Following the unrest and riots resulting from the death of George Floyd, conservative talk show host Wayne Allyn Root organized a Blue Lives Matter march on Las Vegas Blvd scheduled for June 13, 2020, of which Michele Fiore was to be a co-host. A flyer was circulated with the emblem of the Las Vegas Metropolitan Police Department displayed across the width of the bottom of the flyer. The following day the City of Las Vegas issued a statement saying the event was not officially sanctioned. As well, the Las Vegas Metropolitan Police Department issued a statement reading, "The Las Vegas Metropolitan Police Department recently learned of a planned rally for Blue Lives Matter that used images of our badge on their flyers. While we uphold the first amendment right for all groups to peacefully assemble, we did not authorize permission for the organizers to use the LVMPD badge as the department was not part of the planning of this event."

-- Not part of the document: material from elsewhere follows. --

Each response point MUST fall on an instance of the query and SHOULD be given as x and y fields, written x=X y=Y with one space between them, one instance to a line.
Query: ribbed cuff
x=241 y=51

The event was postponed the next day and Las Vegas NAACP President Roxann McCoy said in a news release, “The NAACP Las Vegas is appalled that Las Vegas, Nevada City Council members Mayor Pro Tem Michelle Fiore, Councilwoman Victoria Seaman, Councilman Stavros Anthony do not care to understand Black citizens of Las Vegas and the injustices we constantly endure.”

Elections

She was named Mayor Pro Tem of the City of Las Vegas City Council on July 3, 2019.
She stepped down from her role as Las Vegas City Council Mayor Pro Tem on June 16, 2020 to focus on the country’s racial divide following a couple weeks of controversy after the Clark County Republican Party rebuked “racially charged” remarks made by Fiore at the group’s convention.